ORBITINDONESIA.COM – Perdana Menteri Spanyol, Pedro Sanchez, menyatakan ketidakprihatinannya menyusul laporan bahwa AS mempertimbangkan untuk mengusir Spanyol dari NATO karena tidak mendukung operasi Amerika dalam perang dengan Iran.

Laporan tersebut muncul dari email internal Pentagon yang mengusulkan tindakan terhadap sekutu NATO yang dianggap tidak kooperatif, termasuk kemungkinan penangguhan Spanyol dari NATO. Hal ini dipicu oleh penolakan Spanyol, Italia, dan Prancis untuk mengizinkan pesawat AS menggunakan pangkalan atau wilayah udara mereka untuk menyerang Iran.

Dalam konteks NATO yang beroperasi berdasarkan konsensus, tidak ada mekanisme untuk menangguhkan anggota. Pejabat NATO mengonfirmasi bahwa traktat NATO tidak mengandung ketentuan untuk penangguhan atau pengusiran anggota. Hal ini menimbulkan pertanyaan tentang bagaimana langkah tersebut dapat dilaksanakan.

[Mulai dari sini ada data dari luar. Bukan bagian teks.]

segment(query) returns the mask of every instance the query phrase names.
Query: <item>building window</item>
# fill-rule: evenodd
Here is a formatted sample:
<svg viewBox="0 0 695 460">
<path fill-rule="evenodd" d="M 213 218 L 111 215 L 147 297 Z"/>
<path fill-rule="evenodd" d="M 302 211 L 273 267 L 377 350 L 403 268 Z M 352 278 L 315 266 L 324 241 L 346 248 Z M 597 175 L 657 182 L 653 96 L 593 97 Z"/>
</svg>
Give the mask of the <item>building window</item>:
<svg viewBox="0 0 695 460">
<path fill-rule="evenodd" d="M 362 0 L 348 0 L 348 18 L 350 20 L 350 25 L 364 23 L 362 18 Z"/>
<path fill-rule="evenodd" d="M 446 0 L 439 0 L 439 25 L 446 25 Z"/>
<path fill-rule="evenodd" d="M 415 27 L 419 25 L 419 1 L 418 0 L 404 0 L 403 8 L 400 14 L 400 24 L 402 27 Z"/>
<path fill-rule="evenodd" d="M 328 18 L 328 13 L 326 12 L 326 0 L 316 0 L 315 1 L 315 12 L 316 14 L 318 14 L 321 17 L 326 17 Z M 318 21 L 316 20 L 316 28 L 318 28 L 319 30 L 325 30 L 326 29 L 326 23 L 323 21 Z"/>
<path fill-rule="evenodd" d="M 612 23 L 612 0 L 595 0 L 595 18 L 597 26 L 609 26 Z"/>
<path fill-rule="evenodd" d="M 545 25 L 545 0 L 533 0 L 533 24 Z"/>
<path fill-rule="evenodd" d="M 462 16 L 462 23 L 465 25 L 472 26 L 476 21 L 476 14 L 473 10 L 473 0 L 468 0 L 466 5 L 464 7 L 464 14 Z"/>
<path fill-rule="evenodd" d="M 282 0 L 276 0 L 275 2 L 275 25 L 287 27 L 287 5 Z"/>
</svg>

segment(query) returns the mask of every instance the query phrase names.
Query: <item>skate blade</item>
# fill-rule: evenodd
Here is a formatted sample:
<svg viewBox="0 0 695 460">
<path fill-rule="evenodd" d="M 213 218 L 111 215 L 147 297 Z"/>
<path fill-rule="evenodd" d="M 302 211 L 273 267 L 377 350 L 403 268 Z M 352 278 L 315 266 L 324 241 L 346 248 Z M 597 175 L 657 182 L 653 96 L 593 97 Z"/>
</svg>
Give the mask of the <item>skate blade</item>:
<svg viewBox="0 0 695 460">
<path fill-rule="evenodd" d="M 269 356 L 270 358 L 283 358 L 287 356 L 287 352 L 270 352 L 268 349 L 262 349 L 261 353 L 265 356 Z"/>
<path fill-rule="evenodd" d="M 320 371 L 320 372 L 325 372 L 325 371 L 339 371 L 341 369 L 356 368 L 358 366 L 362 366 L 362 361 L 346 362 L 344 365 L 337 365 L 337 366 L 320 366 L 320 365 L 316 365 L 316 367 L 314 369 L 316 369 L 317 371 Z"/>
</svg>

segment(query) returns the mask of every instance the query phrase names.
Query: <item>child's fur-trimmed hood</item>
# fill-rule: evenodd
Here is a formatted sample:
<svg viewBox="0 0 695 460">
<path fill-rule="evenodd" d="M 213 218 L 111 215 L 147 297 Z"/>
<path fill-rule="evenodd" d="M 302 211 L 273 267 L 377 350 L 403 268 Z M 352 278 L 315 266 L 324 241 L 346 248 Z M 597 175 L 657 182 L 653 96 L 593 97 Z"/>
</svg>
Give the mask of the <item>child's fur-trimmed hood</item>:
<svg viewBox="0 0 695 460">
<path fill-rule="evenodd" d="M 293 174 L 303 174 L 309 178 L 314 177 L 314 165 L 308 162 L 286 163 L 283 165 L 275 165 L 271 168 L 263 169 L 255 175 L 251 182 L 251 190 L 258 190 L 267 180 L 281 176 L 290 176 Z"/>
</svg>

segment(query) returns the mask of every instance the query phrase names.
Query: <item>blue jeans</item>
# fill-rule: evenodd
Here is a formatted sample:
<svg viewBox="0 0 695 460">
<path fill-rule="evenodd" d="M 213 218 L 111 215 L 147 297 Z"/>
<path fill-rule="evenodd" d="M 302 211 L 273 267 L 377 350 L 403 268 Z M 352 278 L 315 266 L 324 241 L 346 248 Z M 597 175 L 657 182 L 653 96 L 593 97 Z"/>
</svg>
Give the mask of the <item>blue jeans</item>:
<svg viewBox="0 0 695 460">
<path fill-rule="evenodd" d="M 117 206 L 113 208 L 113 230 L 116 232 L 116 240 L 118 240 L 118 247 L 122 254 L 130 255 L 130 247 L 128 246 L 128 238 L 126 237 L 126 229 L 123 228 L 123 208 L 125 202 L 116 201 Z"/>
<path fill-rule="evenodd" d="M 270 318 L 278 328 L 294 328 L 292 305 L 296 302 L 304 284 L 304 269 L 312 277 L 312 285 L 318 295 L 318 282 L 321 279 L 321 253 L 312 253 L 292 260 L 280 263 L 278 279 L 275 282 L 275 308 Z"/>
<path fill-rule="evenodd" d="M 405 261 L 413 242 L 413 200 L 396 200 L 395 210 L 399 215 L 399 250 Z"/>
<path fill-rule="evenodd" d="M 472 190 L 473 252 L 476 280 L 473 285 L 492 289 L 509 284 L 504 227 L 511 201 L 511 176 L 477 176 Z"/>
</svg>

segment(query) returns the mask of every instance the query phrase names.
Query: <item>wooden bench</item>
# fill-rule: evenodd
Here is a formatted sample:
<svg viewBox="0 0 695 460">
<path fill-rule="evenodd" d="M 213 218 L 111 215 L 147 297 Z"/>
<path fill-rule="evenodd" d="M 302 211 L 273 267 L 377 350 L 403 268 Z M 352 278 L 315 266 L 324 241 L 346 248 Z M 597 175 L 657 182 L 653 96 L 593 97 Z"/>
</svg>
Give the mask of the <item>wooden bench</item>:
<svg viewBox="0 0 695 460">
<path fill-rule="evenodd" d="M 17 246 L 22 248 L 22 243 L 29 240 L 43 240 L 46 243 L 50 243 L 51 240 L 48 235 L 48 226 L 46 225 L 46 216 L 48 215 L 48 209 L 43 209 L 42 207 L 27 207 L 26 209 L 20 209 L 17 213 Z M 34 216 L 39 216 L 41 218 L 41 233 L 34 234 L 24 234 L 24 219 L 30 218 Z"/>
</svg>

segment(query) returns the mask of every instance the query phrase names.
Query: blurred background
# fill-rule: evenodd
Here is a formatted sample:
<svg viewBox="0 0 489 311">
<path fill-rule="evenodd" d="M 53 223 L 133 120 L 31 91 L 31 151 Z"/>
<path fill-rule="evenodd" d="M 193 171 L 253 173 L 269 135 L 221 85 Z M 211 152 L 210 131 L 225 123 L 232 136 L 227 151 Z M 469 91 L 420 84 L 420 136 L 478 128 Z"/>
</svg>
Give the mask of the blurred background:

Presiden AS, Donald Trump, secara vokal mengkritik negara-negara NATO yang menolak bergabung dalam perang dan mempertanyakan tujuan keanggotaan AS dalam organisasi tersebut. Namun, kritik ini dihadapi dengan kebingungan dari pihak Eropa, yang merasa telah memenuhi permintaan AS sesuai kemampuan mereka.

Pertanyaan besar yang muncul adalah bagaimana NATO akan menghadapi ketegangan internal ini? Apakah ini saatnya bagi NATO untuk mengevaluasi kembali tujuan dan mekanismenya dalam menghadapi ancaman global? Hanya waktu yang akan menjawab pertanyaan ini.